Unwinding motion of a twisted active-region filament

TL;DR

This study analyzes the unwinding motion of a twisted active-region filament during eruption, revealing its magnetic structure, helicity transfer, and potential instability mechanisms like kink instability.

Contribution

It provides detailed observations of filament unwinding, twist measurement, and magnetic helicity transfer, advancing understanding of eruption mechanisms.

Findings

Filament exhibited a total twist of at least 5π.

The filament's unwinding motion resembled a solar tornado.
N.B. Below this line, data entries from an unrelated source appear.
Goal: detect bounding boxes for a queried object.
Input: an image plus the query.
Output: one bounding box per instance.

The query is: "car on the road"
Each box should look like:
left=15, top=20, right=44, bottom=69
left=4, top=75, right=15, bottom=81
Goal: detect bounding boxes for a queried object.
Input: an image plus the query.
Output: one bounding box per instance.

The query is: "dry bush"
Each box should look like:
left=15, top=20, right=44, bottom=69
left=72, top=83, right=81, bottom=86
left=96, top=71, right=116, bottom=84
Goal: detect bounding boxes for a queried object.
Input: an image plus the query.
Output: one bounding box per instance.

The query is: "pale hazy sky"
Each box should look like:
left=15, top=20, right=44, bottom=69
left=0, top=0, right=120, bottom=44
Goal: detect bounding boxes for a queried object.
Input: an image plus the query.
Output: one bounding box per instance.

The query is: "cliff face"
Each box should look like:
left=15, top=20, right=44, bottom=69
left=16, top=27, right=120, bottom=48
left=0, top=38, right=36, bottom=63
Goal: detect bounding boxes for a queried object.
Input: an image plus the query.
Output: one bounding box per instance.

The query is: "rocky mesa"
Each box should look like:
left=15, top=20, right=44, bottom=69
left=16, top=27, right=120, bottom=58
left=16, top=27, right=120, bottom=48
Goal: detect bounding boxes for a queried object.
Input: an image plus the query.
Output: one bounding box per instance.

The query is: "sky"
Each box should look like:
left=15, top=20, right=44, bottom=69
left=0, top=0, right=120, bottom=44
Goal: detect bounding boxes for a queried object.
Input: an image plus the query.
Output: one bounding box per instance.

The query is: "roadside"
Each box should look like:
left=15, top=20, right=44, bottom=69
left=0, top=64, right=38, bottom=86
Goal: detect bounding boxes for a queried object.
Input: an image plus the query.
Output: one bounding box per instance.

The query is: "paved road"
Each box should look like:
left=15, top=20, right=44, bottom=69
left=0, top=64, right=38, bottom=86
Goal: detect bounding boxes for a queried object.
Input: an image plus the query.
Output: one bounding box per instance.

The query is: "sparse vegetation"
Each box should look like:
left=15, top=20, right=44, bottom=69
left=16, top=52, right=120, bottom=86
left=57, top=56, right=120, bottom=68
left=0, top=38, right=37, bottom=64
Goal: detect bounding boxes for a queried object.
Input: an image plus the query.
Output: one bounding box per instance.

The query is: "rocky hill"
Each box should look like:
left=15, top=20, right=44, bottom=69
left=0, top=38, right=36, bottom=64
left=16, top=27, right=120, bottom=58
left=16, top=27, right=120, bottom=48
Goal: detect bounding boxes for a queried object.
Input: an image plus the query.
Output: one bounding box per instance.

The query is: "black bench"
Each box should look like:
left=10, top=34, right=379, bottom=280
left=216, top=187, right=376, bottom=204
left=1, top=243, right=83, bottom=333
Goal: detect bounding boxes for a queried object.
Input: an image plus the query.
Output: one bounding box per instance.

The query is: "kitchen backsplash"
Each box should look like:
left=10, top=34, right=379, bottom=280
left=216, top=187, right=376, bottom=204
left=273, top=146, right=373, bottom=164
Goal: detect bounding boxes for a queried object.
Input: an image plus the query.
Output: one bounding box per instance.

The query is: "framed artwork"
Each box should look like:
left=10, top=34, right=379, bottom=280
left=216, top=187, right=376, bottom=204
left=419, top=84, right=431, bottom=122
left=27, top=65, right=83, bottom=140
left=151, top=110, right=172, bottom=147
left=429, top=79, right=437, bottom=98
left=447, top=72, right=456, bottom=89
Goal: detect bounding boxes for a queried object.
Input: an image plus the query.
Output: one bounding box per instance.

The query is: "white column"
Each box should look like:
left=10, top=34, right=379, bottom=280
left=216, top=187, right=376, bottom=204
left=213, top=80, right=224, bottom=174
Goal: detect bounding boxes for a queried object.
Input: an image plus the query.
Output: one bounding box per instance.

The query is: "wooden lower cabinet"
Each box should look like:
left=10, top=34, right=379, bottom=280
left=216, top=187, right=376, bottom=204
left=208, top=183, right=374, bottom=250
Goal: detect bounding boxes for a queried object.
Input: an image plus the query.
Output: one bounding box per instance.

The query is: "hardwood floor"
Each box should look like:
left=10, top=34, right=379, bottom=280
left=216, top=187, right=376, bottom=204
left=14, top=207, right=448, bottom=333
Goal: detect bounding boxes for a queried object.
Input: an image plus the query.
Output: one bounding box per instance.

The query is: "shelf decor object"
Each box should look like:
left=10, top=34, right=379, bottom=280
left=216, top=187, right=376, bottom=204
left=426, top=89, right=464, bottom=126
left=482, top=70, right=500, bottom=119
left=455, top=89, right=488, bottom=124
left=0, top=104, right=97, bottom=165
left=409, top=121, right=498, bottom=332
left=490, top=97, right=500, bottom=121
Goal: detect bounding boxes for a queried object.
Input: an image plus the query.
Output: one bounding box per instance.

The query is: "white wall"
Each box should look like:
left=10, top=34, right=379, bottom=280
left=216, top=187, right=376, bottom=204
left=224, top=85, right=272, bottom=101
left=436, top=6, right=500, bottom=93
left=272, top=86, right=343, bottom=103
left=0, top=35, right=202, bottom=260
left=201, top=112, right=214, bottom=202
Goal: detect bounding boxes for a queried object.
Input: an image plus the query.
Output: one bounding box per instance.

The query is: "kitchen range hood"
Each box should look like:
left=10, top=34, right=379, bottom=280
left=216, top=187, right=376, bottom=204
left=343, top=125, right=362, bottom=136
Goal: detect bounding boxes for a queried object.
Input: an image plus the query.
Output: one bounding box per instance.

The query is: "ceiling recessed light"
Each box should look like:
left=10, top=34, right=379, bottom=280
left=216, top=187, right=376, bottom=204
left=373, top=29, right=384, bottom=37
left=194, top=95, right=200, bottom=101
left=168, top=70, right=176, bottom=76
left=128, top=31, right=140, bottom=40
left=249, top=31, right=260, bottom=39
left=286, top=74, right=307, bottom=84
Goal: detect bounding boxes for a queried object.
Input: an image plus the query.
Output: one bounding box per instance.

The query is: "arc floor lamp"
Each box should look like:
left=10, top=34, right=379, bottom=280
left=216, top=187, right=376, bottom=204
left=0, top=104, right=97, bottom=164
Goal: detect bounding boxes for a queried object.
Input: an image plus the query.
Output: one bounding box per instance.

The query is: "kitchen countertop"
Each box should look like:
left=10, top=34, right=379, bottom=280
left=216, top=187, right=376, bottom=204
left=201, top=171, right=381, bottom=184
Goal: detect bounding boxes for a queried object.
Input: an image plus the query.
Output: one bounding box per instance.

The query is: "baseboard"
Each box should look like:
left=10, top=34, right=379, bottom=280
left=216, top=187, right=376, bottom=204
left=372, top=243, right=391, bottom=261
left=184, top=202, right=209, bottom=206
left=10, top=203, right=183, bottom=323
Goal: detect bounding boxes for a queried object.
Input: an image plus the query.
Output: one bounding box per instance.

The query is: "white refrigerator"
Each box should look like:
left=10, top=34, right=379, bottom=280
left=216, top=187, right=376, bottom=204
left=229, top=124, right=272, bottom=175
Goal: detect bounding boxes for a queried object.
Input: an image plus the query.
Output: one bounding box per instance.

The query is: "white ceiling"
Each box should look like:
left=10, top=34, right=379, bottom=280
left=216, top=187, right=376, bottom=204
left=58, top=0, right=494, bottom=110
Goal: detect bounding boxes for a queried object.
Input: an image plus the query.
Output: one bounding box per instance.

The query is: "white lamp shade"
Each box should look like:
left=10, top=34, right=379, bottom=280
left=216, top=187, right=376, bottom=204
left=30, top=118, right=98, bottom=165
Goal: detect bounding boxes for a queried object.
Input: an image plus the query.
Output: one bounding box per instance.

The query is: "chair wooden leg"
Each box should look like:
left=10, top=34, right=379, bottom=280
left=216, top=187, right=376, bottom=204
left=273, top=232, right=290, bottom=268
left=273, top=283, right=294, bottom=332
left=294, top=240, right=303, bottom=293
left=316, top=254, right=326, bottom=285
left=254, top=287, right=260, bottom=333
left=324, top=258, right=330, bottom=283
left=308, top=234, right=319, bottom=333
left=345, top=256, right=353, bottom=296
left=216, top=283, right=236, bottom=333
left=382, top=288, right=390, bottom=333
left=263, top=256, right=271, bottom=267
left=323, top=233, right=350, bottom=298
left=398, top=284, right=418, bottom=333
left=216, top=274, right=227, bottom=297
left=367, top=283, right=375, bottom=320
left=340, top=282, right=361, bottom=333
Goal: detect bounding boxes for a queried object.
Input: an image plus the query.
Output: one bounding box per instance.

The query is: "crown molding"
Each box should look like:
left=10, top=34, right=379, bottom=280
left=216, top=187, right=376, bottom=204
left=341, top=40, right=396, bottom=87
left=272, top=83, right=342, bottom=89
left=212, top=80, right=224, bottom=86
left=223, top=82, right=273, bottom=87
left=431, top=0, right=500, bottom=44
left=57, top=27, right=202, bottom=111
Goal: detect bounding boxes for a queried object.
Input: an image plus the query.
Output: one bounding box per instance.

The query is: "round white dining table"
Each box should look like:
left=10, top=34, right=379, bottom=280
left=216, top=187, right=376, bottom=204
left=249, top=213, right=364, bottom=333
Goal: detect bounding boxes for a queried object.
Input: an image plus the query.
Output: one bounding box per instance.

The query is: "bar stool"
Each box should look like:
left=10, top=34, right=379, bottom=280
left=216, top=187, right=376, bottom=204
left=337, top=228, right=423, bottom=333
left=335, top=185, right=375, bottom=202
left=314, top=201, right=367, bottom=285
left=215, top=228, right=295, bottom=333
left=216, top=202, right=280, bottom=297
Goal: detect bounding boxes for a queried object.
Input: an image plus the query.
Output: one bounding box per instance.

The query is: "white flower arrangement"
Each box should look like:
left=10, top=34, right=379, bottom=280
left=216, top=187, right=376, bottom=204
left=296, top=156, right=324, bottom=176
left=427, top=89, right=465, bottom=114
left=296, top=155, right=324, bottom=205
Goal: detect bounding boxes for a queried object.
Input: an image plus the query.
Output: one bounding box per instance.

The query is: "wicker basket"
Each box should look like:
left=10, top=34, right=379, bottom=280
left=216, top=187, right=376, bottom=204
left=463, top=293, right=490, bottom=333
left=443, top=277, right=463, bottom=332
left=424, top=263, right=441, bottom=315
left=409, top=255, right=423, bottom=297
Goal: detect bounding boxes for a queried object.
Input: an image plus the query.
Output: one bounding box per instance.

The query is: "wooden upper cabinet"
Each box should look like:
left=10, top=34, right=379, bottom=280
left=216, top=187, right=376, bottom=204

Magnetic helicity was continuously injected before and during eruption.

Abstract

To better understand the structures of active-region filaments and the eruption process, we study an active-region filament eruption in active region NOAA 11082 in detail on June 22, 2010. Before the filament eruption, the opposite unidirectional material flows appeared in succession along the spine of the filament. The rising of the filament triggered two B-class flares at the upper part of the filament. As the bright material was injected into the filament from the sites of the flares, the filament exhibited a rapid uplift accompanying the counterclockwise rotation of the filament body. From the expansion of the filament, we can see that the filament is consisted of twisted magnetic field lines. The total twist of the filament is at least 5$\pi$ obtained by using time slice method. According to the morphology change during the filament eruption, it is found that the active-region filament was a twisted flux rope and its unwinding motion was like a solar tornado. We also find that there was a continuous magnetic helicity injection before and during the filament eruption. It is confirmed that magnetic helicity can be transferred from the photosphere to the filament. Using the extrapolated potential fields, the average decay index of the background magnetic fields over the filament is 0.91. Consequently, these findings imply that the mechanism of solar filament eruption could be due to the kink instability and magnetic helicity accumulation.